O ex-presidente pode sair da cadeia até o fim de setembro; entretanto, se for condenado em segunda instância pelo caso do sítio de Atibaia, o cenário é incerto

A pena no caso do triplex, que antes era de 12 anos e um mês, foi reduzida para oito anos, 10 meses e 20 dias
A pena no caso do triplex, que antes era de 12 anos e um mês, foi reduzida para oito anos, 10 meses e 20 dias
Foto: MIGUEL SCHINCARIOL/AFP

A Quinta Turma do Superior Tribunal de Justiça (STJ) reduziu a pena do ex-presidente Luiz Inácio Lula da Silva (PT), no caso do triplex do Guarujá, em São Paulo, mas manteve a condenação.

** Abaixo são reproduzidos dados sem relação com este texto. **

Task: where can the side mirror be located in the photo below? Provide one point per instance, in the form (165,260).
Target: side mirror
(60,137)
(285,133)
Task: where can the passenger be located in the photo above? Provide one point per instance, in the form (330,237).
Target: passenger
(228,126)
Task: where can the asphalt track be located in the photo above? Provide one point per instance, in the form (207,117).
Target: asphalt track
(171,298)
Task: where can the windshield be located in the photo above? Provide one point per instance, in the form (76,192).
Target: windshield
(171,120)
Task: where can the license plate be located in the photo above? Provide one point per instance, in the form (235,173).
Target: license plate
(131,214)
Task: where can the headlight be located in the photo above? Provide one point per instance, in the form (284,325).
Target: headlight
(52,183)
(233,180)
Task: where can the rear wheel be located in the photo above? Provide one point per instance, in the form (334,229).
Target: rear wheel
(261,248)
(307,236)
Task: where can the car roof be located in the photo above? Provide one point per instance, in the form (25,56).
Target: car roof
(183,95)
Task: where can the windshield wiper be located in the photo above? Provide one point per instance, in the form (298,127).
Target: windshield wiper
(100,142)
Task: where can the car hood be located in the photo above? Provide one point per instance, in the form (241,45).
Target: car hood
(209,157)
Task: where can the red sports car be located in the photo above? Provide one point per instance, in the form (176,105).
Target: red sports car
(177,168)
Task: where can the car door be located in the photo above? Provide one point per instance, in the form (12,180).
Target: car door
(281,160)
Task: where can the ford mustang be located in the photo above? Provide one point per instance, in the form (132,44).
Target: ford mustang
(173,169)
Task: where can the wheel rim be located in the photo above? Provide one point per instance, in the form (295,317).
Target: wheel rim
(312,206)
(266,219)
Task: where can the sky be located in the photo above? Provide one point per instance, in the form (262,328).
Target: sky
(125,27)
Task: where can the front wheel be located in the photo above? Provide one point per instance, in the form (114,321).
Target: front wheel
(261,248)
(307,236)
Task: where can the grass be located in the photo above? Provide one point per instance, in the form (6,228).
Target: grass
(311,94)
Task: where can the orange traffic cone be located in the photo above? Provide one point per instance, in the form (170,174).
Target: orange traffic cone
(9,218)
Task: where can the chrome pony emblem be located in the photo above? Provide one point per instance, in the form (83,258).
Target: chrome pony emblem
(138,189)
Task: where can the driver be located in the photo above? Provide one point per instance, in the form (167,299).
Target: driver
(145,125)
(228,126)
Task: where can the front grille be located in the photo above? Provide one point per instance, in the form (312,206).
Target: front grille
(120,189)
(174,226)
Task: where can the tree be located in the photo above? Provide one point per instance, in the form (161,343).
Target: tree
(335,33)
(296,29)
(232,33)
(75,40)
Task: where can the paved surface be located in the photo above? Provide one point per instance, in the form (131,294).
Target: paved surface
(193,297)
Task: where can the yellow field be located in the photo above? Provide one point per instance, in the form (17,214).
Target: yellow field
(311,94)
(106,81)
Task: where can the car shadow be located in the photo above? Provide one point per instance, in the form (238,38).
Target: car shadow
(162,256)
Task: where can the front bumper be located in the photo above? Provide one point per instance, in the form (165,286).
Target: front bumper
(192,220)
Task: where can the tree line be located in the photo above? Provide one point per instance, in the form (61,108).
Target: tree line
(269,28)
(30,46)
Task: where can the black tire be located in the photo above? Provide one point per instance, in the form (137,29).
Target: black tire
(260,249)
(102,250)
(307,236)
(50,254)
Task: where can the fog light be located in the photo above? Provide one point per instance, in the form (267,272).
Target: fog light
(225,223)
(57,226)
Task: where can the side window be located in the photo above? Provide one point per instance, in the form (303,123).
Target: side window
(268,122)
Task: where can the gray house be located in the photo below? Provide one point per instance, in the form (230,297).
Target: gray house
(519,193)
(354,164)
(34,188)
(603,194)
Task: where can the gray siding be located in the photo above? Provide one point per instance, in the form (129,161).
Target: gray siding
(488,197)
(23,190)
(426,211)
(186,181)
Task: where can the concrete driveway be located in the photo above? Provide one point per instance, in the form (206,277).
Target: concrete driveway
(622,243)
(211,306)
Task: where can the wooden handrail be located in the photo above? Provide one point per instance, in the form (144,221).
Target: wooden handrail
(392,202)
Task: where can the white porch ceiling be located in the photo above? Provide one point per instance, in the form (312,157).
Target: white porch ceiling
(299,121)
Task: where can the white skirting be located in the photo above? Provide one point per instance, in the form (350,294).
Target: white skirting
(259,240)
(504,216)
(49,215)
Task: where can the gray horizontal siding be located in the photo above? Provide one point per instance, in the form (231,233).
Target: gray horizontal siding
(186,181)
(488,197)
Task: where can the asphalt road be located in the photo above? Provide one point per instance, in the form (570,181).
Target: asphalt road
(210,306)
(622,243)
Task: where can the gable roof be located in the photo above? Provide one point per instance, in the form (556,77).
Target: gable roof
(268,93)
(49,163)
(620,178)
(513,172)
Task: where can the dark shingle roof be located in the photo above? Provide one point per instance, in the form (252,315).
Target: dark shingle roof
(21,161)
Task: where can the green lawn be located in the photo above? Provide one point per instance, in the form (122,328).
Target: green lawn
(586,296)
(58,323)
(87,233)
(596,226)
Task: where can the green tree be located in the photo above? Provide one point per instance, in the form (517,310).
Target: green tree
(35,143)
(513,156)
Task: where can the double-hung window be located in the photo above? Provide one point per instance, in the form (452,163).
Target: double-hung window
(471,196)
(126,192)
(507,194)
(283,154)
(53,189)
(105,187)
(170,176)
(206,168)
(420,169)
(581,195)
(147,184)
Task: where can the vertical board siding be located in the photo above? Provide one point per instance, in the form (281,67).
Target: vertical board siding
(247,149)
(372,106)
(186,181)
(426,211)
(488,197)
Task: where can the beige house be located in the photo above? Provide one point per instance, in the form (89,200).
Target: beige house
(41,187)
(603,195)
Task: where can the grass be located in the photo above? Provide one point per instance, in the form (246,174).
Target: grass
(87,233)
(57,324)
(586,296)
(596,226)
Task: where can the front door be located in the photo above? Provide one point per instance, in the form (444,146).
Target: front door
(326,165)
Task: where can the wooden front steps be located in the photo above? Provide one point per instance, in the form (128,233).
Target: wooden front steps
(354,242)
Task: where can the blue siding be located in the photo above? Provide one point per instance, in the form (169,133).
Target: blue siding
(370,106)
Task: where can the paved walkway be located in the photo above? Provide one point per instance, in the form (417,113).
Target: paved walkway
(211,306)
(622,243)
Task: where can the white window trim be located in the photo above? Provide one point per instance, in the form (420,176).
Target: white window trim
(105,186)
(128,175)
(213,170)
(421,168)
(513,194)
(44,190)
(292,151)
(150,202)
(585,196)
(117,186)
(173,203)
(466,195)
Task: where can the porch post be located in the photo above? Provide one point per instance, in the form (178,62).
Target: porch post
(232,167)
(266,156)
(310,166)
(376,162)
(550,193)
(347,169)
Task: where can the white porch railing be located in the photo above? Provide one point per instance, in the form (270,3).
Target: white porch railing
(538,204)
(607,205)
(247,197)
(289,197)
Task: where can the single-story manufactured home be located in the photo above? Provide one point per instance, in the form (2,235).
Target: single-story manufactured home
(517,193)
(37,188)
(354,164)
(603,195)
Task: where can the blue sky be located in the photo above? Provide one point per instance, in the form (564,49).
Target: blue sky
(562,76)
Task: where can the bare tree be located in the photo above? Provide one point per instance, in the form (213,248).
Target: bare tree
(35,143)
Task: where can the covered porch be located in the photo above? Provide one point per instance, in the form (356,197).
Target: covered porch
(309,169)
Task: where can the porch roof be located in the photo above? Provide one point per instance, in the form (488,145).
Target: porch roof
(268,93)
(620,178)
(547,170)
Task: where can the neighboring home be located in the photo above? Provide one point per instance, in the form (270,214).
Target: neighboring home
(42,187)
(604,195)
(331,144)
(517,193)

O julgamento aconteceu nesta terça-feira (23). A pena, que antes era de 12 anos e um mês, foi reduzida para oito anos, 10 meses e 20 dias. E agora, o que acontece com Lula?

Existe a possibilidade de que o ex-presidente migre para o regime semiaberto. Ou seja, saia da cadeia no final setembro, quando terá cumprido um sexto do período da pena em regime fechado — um dos requisitos para que a defesa possa solicitar o regime semiaberto. Entretanto, isso não é certeza. É que o ex-presidente foi condenado, ainda em primeira instância, no caso do sítio de Atibaia, em São Paulo. Se julgado em segunda instância, a soma das condenações é refeita. Caso seja superior a oito anos, Lula volta ao regime fechado.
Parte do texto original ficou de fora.